Another major concern surrounding a bill requiring the use of e-verify is the lack of protection for individual employers such as home-owners who hire a house-cleaner or parents hiring babysitters. Thrasher says under his bill any employer found hiring undocumented individuals could be fined. But Senator Don Gaetz from Destin says no government officials will be tasked with investigating individuals.
"There's no army of investigators that are going out looking into anybody's private lives. This is simply a way to make sure that all of us that hire employees would have the opportunity to know whether or not we've hired somebody that has legal status."
Senator Arthenia Joyner of Tampa raised another concern saying the state requires businesses using e-verify to sign a memorandum of understanding.

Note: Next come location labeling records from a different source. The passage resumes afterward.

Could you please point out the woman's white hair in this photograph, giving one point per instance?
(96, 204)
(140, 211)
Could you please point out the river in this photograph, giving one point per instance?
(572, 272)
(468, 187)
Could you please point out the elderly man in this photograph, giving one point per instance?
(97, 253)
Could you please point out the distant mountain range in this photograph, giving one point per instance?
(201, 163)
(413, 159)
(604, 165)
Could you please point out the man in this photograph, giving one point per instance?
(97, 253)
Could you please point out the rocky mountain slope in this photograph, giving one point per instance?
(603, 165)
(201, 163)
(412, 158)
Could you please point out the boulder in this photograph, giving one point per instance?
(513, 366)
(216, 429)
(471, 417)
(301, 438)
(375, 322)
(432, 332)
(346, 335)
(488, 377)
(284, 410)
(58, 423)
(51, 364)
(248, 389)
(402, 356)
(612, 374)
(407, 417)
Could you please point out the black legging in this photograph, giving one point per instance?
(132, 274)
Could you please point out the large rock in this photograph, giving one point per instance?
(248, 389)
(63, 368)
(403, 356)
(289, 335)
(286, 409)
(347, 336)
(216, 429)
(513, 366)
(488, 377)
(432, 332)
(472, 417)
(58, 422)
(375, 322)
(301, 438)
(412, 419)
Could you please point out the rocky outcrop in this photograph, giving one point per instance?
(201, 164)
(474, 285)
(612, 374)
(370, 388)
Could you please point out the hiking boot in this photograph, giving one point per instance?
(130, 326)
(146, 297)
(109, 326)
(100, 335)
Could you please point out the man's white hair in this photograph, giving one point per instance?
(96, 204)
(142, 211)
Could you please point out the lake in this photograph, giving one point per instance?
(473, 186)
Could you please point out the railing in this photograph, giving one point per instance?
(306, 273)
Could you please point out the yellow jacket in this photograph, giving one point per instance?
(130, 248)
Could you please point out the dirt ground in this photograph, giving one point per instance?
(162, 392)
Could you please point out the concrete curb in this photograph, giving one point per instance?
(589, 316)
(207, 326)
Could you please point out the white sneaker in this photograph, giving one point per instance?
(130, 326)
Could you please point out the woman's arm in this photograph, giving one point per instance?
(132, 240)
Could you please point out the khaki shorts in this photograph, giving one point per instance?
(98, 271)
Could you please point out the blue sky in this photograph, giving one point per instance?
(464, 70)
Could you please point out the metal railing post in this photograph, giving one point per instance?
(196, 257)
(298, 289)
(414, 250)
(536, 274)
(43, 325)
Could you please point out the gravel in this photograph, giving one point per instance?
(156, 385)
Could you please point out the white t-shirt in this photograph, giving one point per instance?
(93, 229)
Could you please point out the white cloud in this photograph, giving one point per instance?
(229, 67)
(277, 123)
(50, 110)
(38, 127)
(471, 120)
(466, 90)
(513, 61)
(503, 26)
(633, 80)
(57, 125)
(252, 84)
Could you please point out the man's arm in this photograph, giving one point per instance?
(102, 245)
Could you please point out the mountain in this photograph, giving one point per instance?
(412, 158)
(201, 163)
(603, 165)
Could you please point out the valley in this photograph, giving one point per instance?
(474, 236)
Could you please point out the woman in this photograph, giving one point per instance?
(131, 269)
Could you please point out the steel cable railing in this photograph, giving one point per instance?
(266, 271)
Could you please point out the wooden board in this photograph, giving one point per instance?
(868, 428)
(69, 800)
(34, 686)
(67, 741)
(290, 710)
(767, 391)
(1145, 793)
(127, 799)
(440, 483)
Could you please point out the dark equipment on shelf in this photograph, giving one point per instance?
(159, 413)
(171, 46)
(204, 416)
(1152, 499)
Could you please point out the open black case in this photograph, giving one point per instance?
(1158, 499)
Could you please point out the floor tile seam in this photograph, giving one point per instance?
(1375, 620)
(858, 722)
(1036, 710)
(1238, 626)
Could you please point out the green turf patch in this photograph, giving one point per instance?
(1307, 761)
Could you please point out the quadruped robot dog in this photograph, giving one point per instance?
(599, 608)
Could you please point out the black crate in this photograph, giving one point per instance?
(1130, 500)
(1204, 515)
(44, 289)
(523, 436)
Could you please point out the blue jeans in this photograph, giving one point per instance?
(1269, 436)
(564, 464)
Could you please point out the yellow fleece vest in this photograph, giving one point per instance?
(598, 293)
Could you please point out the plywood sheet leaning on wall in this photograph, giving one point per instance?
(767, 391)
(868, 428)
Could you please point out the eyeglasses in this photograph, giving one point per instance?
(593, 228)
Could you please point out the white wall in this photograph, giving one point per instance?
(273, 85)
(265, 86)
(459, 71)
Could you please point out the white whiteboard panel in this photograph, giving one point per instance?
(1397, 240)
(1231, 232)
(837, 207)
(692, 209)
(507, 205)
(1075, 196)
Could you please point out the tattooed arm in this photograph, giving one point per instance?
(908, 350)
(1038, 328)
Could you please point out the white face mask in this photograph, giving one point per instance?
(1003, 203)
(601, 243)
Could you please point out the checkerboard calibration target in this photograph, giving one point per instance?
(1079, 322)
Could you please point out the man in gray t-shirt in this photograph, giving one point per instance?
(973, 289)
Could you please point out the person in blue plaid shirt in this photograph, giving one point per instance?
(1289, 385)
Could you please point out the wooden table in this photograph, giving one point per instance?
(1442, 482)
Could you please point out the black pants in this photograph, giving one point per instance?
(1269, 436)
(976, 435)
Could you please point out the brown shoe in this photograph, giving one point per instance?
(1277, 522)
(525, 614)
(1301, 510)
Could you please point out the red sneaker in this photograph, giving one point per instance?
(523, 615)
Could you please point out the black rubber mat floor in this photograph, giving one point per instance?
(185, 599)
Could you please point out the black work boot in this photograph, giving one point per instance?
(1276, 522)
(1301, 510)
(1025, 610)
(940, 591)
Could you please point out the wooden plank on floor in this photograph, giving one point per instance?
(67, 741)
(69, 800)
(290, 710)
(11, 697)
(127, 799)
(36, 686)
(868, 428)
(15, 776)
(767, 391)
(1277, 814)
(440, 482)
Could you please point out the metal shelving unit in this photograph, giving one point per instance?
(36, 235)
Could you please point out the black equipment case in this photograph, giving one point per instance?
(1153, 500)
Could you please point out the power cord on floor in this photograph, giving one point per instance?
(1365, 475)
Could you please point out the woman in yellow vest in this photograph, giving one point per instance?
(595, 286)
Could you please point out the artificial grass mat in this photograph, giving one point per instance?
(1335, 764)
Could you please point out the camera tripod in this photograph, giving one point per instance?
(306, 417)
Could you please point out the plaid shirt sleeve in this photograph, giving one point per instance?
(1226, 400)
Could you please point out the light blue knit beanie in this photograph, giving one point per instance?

The bill also specifies law enforcement officers must check the status of an individual booked in jail, but allows for those charged for non-violent offenses to be turned over to the Federal government for deportation without first finishing their sentence. The law does not follow the example of the House bill which criminalizes living in the state as an undocumented individual and allows police to check the status of any individual under investigation.
Immigrants and Immigrant advocate groups have been working at the statehouse for months -many of them staying for weeks at a time-- in an effort to keep the bill from going to a vote. Protesters voiced concerns yesterday that Republican Senate President Mike Haridopolos would change rules in the bill making it more similar to the Arizona immigration law. Ron Bilbao joined bus loads people protesting. Bilbao, a member of the American Civil liberty Union, says any anti-immigration bill coming out of the legislature would be a vehicle for racial profiling which he thinks would be repealed.
"Two federal judges have upheld enjoining the law because it may lead to racial profiling and also because it oversteps the Federal government's immigration enforcement policy so the state's shouldn't be doing it"
Haridopolos says the Senate's bill will not be a reflection of the Arizona immigration law. Those who aren't breaking the law, he says, will have nothing to worry about. Thrasher's amendment failed. Alexander's amendment passed. The bill moves to third reading.